Expectations for Stanford faculty in a mentoring relationship with postdoctoral scholars:

  • Encourage postdocs to seek secondary mentors who could provide them with opportunities in new areas of research, foster collaboration and offer them with guidance and support to assist with their career goals
  • Seek the participation of these secondary mentors or multiple other faculty members in the annual progress reviews with their postdocs
  • Encourage postdocs to participate in career development activities (workshops, courses, pre-conference events), recognizing that the short postdoc training period means seeking such information early in the training period.
  • Encourage postdocs to engage in social networking opportunities, such as attendance of talks and seminars in the department or University-wide.

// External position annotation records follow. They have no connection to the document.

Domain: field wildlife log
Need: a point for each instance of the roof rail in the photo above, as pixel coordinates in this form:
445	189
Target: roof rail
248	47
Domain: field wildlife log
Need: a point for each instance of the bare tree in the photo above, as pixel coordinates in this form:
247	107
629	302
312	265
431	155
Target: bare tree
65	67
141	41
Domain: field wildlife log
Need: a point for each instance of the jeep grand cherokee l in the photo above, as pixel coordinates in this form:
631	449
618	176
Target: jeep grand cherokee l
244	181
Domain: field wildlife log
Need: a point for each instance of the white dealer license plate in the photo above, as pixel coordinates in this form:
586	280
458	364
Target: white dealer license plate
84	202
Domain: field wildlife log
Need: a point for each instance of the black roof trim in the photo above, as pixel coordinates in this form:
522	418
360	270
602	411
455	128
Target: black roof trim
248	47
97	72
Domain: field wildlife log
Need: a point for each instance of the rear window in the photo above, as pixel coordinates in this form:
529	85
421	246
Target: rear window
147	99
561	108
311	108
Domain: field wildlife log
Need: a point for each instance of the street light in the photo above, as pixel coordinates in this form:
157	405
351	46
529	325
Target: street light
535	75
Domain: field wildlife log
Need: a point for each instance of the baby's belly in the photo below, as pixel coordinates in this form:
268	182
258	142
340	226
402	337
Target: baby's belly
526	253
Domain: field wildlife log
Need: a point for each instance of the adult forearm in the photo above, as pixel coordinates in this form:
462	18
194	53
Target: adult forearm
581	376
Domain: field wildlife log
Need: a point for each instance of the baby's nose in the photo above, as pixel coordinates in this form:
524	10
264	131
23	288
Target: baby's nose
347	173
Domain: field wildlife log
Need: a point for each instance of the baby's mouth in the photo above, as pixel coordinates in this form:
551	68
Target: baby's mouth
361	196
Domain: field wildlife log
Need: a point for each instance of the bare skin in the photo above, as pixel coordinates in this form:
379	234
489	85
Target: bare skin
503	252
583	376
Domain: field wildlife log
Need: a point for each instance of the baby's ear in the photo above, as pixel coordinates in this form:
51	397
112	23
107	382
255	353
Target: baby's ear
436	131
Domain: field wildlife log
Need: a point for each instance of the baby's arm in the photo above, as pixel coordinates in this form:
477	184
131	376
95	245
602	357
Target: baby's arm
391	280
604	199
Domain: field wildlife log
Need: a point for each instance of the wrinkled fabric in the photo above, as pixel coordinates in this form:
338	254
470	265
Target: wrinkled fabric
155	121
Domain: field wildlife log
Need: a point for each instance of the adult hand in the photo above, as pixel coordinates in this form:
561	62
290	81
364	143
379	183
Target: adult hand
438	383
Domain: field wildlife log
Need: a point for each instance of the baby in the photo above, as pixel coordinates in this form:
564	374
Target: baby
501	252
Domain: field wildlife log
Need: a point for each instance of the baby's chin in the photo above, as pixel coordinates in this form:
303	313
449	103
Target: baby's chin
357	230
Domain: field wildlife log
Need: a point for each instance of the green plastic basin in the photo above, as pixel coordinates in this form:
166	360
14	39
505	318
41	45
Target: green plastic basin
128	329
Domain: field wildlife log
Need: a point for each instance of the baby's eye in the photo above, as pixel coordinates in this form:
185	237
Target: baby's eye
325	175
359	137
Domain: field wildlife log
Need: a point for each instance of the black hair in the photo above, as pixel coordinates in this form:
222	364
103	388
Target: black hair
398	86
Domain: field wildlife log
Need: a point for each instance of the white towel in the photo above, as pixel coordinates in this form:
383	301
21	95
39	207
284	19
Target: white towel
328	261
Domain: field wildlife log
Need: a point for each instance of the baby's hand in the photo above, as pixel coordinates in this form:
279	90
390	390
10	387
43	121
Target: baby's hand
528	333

Selected Additional Resources: 

  • For those in the medical fields, the American Association of Medical Colleges’ Compact Between Postdoctoral Appointees and Their Mentors highlights the commitments by both the postdoctoral appointees and their mentors when entering into a mentoring relationship.
  • Collaboration & Team Science: A Field Guide. By Bennett, Gadlin, & Levine-Finley. NIH. 2010.
  • Coaching and Mentoring: How to Develop Top Talent and Achieve Stronger Performance. Harvard Business Essentials series.  HBS Press. Boston, MA. 2004.
  • At the Helm: A Laboratory Navigator. By Kathy Barker.  Cold Spring Harbor Laboratory Press. 2002.
  • Adviser, Teacher, Role Model, Friend: On Being a Mentor to Students in Science and Engineering. National Academy of Science/National Academy of Engineering/Institute of Medicine. National Academy Press. 1997.
  • Managing Scientists: Leadership Strategies in Scientific Research. By Alice Sapienza. Wiley-Liss. 2004.
  • Getting the Most out of Your Mentoring Relationships: A Handbook for Women in STEM.  By Donna J. Dean. Springer.